Le présent amendement vise à rétablir l’article 63 bis, que la commission spéciale a malencontreusement supprimé.
Inséré par l’Assemblée nationale, sur l’initiative de plusieurs députés du groupe socialiste, écologiste et républicain, cet article prévoyait la création d’une procédure dérogatoire de naturalisation au profit de ceux que l’on appelle communément les« oubliés de Madagascar ».
Lorsque la Grande île a accédé à son indépendance, ces personnes d’origine indienne nées à Madagascar avant 1960 n’ont pu obtenir ni la nationalité française ni la nationalité malgache, qui est essentiellement une nationalité de filiation. Elles n’ont pas non plus pu acquérir la nationalité indienne, la preuve d’une lointaine ascendance indienne étant difficile à apporter.

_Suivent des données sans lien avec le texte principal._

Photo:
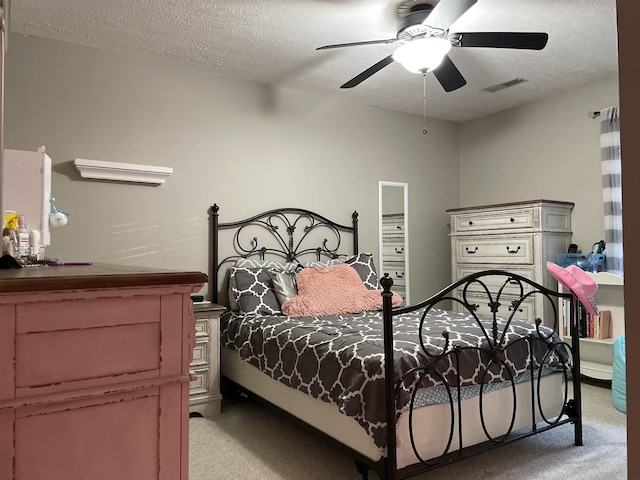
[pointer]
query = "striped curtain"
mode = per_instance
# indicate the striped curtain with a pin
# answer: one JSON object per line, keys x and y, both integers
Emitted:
{"x": 612, "y": 187}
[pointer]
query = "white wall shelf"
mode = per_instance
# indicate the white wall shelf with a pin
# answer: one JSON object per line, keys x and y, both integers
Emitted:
{"x": 597, "y": 354}
{"x": 122, "y": 172}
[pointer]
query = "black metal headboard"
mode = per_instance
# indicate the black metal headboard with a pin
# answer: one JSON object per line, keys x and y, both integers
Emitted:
{"x": 284, "y": 233}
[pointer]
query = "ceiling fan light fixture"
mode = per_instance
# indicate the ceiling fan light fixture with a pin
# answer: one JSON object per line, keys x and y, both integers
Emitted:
{"x": 424, "y": 54}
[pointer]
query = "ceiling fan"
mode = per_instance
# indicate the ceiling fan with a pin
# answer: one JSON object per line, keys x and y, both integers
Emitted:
{"x": 426, "y": 41}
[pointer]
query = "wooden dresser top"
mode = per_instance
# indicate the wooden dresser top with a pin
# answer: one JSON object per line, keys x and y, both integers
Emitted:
{"x": 98, "y": 275}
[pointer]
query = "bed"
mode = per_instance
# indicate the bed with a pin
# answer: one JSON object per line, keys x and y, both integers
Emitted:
{"x": 452, "y": 384}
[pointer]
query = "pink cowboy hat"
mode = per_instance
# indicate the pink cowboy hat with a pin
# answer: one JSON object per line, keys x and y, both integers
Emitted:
{"x": 579, "y": 282}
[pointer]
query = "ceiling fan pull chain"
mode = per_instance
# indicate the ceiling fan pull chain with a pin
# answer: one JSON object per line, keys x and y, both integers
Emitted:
{"x": 424, "y": 101}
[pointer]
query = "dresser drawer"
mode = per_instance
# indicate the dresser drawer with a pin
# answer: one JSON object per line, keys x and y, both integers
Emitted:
{"x": 497, "y": 220}
{"x": 495, "y": 282}
{"x": 201, "y": 384}
{"x": 498, "y": 249}
{"x": 393, "y": 251}
{"x": 201, "y": 354}
{"x": 526, "y": 310}
{"x": 202, "y": 327}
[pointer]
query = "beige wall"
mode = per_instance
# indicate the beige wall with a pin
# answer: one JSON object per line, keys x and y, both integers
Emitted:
{"x": 547, "y": 149}
{"x": 244, "y": 146}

Selon l’Organisation internationale pour les migrations, cette population, dite « sans nationalité », n’est même pas couverte par le statut d’apatride, dans la mesure où Madagascar a dénoncé dès 1965 la convention relative au statut des apatrides et n’a pas encore adhéré à la convention sur la réduction des cas d’apatridie.
Actuellement, les membres de cette communauté n’ont pas la possibilité d’acquérir la nationalité malgache par naturalisation. Selon le ministère de la justice malgache, les demandes de naturalisation émanant de personnes de nationalité indéterminée formulées sur le critère de résidence ou de naissance à Madagascar ne peuvent aboutir.

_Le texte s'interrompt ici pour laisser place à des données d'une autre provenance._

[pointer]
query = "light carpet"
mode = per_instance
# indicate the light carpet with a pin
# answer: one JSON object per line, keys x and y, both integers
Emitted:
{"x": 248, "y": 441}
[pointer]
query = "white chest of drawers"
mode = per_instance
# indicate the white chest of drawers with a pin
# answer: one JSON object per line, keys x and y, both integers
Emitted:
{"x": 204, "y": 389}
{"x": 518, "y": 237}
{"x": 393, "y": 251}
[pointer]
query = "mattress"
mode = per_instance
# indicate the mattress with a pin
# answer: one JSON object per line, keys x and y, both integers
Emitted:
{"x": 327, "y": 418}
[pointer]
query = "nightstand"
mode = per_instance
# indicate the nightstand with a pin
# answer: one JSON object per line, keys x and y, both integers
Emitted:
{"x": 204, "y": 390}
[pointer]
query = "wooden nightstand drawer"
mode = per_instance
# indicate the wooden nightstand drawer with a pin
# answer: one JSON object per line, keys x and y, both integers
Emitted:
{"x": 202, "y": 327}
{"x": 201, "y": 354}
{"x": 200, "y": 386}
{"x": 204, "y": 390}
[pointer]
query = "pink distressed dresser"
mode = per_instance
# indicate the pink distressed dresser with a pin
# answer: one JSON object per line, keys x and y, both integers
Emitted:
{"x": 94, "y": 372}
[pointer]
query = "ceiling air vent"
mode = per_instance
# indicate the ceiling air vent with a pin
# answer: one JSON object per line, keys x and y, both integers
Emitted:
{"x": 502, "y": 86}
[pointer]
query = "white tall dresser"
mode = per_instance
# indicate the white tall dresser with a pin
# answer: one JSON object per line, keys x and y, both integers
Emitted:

Ces mêmes personnes ne peuvent pas non plus acquérir la nationalité française par naturalisation, car l’article 21-16 du code civil dispose que « nul ne peut être naturalisé s’il n’a en France sa résidence au moment de la signature du décret de naturalisation », et les exceptions prévues aux articles 21-21 et 21-26 du code précité ne sont pas applicables aux oubliés de Madagascar.
Soucieux de mettre un terme à la situation kafkaïenne à laquelle sont confrontées ces personnes, nous proposons de créer une dérogation à l’obligation de résider en France au moment de la signature du décret de naturalisation, accompagnée de conditions strictes, sachant que le nombre de cas se limite à 150 personnes voire 200 personnes.
Concrètement, nous souhaitons rendre possible l’attribution de la nationalité française aux personnes qui remplissent trois critères cumulatifs : premièrement, être nées dans un territoire alors sous souveraineté française de parents qui y sont eux-mêmes nés ; deuxièmement, ne pas avoir acquis la nationalité de ce territoire ni toute autre nationalité ; troisièmement, résider, au moment de la demande de naturalisation, dans un État dont l’une des langues officielles est le français.
Ce dispositif juridique s’inspire des propositions formulées dans le rapport qu’un ancien magistrat a récemment remis, sur cette question, au ministre de l’intérieur. S’il était adopté, il n’aurait pas pour effet d’ouvrir une brèche aux conséquences incalculables dans nos principes du droit de la nationalité.
En effet, il importe de préciser que le dispositif proposé serait applicable pendant une période relativement courte – six mois à compter de la publication de la loi – et aurait vocation à bénéficier à un nombre très limité de personnes, estimé à environ 200.
Pour toutes ces raisons, je vous propose, mes chers collègues, d’adopter le présent amendement. Il vise à corriger une erreur de l’histoire s’agissant de personnes, qui, oubliées au moment du processus de décolonisation, en appellent, depuis plus de cinquante ans, à leurs racines françaises.